I’ve recently started working on a project in which apostrophes are second-class citizens. In communications, they crop up where they shouldn’t, and they are distinctly lacking where they rightfully belong. The apostrophisation (Look it up! Actually, please don’t) or otherwise of its is a lottery, seemingly unconnected with context; an agenda is pluralised with an errant apostrophe, yet people in possession of stuff are merely pluralised.
Maybe my concern of 1998 that the apostrophe is a dying punctuation mark is coming true. But maybe not, given that it’s cropping up in places it shouldn’t. Hopefully my voting it one of the seven wonders of the modern world two years back will keep its profile sufficiently high to fight off its mis-use, and promote its place in our documents, below the @ sign on our UK keyboards, and below the “ in the US. Long may it reign.
King’s Cross is slowly becoming Kings Cross. More and more establishments, some of them well-respected, are ignoring what I assume is the ownership of the cross by the King, deciding instead to imply an anger shared by a whole host of kings.
The recent movement of the King’s Cross Thameslink connection to St. Pancras has prompted whatever company is responsible to erect associated, apostrophe-free signage diverting its customers accordingly. I genuinely believe the trend is down to ignorance rather than defiance.
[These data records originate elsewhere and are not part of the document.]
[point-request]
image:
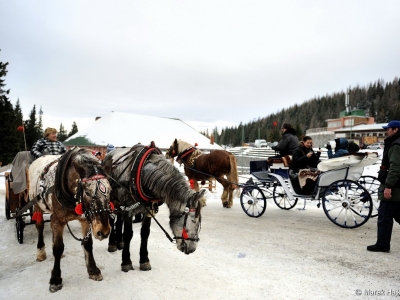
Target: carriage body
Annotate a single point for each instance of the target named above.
(17, 200)
(345, 196)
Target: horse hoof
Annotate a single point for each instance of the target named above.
(41, 254)
(127, 268)
(55, 287)
(112, 248)
(96, 277)
(145, 266)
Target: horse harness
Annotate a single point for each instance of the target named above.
(187, 160)
(140, 195)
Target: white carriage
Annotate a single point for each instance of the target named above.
(348, 198)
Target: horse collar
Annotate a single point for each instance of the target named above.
(140, 160)
(185, 153)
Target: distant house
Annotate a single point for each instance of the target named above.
(125, 130)
(353, 125)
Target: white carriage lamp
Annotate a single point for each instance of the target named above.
(21, 128)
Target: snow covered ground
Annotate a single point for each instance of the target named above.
(294, 254)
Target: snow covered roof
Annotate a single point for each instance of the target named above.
(124, 129)
(362, 127)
It will be another bitter blow to punctuation if and when London Underground adopts the trend, removing the apostrophe from the blue bar across its logo. I’m confident that this move is a long way off.

A John Inverdale quote from tonight’s England vs. France post-match analysis put into question the premise behind its more common opposite:
Now Jonny Wilkinson: you can’t overestimate his importance in tonight’s game.
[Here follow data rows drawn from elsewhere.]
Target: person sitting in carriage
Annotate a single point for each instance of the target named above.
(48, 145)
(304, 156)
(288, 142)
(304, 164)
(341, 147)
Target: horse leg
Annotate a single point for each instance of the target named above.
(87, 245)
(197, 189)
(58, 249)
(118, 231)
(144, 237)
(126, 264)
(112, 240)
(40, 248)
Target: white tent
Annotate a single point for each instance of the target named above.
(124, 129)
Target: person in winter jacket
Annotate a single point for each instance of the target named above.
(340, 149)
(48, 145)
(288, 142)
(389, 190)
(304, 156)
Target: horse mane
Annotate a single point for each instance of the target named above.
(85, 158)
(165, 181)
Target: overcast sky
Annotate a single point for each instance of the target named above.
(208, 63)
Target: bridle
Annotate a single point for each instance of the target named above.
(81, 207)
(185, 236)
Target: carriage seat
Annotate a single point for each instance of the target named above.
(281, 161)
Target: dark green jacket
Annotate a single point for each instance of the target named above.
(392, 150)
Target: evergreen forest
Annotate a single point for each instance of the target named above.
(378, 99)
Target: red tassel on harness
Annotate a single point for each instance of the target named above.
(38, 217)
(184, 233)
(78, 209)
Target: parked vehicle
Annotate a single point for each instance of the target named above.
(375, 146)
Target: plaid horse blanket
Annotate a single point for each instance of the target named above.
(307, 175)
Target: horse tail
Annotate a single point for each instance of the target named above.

At first, I thought Inverdale was wrong. Surely he’d meant underestimate, right? But on analysing, it seems he’s right: if I estimate his importance, then the fact that this estimate cannot ever be too high suggests that he performed pretty well.
The counter is that we can’t underestimate his performance. And surprisingly, this is equally valid. But the can’t brings with it a different meaning.
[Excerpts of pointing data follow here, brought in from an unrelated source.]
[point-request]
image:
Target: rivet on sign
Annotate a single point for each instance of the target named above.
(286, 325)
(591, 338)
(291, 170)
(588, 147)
It’s a confusing language.
For as long as I can remember, BBC News has adopted the single-word approach for the word underway. But it seems that it made a conscious decision about four months ago to increase its articles’ word counts and update its styleguide by introducing a space between the previously inseparable r and w. Every article in BBC News now seems to adopt the two-word style, although the odd anomaly slips through. BBC Sport, in its less formal style (particularly in live Premier League updates), is more likely to adopt the single-word style, most likely at the disgust of the house-style police on the news desk.
Some quick searches across the News site show 362 pages of results for the one-word variety, yet only 86 pages for the newly introduced two-worder. In Sport, the two worder has racked up a mere three pages of search results, the more common one-worder clocking up 100 pages.
I expect the News site’s results will close up over time, while Sport will retain its defiant imbalance.
My strong preference, for what it’s worth, is for the conflated variety. Thanks for listening. I say! Hello? Is anyone there?
I’m reading The Elements of Style by William Strunk Jr. and E. B. White, a recommendation from Alan. It’s a lovely, pocket-sized book, and the first 47 pages have been educational and thoroughly enjoyable. I particularly enjoyed the following point of style.
Flammable. An oddity, chiefly used in saving lives. The common word meaning “combustible” is inflammable. But some people are thrown off by the in- and think inflammable means “not combustible.” For this reason, trucks carrying gasoline or explosives are now marked FLAMMABLE. Unless you are operating such a truck and hence are concerned with the safety of children and illiterates, use inflammable.
I’m looking forward to the remaining 48 pages.